Euro zone moves to a trade surplus in June as Russia imports fall

The 20 countries that make up the euro zone saw a 0.3% increase in exports to the rest of the world and a 17.7% decrease in imports over 12 months.
Workers unload containers at the Port of Lisbon, Portugal, 22 May 2015.

Workers unload containers at the Port of Lisbon, Portugal, 22 May 2015.

The euro zone swung back into a large trade surplus in June from a similar size deficit 12 months earlier, as imports from both Russia and China fell sharply, data showed on Thursday.

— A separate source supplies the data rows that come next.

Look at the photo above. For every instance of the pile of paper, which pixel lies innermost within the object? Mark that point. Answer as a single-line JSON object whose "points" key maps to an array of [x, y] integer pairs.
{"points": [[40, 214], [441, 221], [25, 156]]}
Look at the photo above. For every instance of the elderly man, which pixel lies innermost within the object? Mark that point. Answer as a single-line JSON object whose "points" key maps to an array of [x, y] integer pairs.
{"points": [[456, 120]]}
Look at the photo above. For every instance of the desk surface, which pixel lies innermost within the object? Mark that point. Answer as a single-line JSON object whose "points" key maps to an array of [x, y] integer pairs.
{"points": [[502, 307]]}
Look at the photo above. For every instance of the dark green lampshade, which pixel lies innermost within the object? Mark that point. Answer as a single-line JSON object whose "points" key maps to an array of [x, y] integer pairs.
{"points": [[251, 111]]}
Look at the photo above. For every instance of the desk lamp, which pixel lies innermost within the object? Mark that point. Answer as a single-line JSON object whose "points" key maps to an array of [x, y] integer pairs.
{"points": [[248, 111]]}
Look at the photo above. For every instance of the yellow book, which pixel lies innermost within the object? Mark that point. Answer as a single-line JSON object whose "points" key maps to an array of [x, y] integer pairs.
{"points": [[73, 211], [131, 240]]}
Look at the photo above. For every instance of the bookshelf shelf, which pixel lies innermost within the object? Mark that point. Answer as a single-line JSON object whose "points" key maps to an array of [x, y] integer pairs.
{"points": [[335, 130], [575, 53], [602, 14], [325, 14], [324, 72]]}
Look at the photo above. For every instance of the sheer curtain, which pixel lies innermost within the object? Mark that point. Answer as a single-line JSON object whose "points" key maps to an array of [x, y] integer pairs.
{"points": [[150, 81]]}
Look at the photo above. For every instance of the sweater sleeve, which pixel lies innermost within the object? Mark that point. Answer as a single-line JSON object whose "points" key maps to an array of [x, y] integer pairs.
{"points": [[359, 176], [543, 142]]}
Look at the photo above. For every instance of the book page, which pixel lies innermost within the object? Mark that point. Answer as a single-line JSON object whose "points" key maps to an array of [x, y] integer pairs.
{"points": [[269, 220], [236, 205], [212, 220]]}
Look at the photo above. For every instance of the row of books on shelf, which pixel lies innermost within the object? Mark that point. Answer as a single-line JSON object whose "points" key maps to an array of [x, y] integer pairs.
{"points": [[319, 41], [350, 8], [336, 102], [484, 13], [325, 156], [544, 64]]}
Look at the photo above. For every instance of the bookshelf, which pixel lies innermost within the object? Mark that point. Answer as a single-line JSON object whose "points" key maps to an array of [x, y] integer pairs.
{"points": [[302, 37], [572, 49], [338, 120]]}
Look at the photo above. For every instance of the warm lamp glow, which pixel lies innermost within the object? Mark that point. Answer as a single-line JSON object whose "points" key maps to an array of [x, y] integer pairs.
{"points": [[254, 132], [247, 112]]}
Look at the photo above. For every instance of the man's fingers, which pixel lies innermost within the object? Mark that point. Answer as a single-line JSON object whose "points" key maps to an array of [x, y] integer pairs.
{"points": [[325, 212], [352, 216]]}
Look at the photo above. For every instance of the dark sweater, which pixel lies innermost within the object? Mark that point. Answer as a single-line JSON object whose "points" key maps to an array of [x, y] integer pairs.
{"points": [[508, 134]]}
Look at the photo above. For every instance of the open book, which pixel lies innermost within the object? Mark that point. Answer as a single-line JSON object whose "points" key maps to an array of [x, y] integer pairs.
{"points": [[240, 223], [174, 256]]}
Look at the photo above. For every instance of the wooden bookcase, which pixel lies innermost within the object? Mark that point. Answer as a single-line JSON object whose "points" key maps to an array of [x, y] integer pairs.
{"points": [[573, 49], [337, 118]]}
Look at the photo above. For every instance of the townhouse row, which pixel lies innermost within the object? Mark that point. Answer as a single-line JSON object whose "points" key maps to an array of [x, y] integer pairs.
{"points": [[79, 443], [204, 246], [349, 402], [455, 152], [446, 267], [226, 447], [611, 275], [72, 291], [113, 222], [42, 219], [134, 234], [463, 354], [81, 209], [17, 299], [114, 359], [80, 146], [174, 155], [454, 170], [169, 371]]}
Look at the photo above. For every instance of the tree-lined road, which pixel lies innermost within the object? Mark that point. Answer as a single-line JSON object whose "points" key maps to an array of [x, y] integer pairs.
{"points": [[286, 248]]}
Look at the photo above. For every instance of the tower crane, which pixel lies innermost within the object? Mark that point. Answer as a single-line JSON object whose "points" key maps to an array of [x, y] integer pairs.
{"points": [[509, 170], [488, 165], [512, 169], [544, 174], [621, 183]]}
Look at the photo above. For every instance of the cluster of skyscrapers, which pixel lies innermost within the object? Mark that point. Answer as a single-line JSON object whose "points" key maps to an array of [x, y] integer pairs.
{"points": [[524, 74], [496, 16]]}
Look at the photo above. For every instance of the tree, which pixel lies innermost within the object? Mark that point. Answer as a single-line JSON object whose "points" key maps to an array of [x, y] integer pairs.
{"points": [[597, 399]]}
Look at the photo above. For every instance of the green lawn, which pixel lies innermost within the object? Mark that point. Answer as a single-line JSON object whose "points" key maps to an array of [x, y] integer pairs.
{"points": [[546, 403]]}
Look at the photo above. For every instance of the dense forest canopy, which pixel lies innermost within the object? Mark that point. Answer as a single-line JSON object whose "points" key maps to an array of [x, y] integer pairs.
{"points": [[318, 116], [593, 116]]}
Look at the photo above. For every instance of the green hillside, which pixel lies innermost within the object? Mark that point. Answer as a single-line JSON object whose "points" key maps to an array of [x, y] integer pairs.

The EU’s statistics office, Eurostat, said the unadjusted external trade surplus of the 20 countries sharing the euro was €23.0 billion ($25.01 billion) in June, compared to a €27.1 billion deficit in June 2022.

Exports over the 12 months edged 0.3% higher, while imports plunged 17.7%.

Adjusted for seasonal swings, the trade surplus was €12.5 billion in June, up from €0.2 billion in May and compared with a €7.9 billion deficit in April.

The improvement in the EU’s trade balance was mainly a result of sharp falls in the trade deficits with Russia, due to Western sanctions over the war in Ukraine, and China.

The trade gap with Russia was down to €8.7 billion in the first six months of this year from €92.1 billion euros in the same period of 2022.

With China, the EU’s trade deficit fell to €148.7 billion in the first half of the year from €189.3 billion in the same period a year earlier.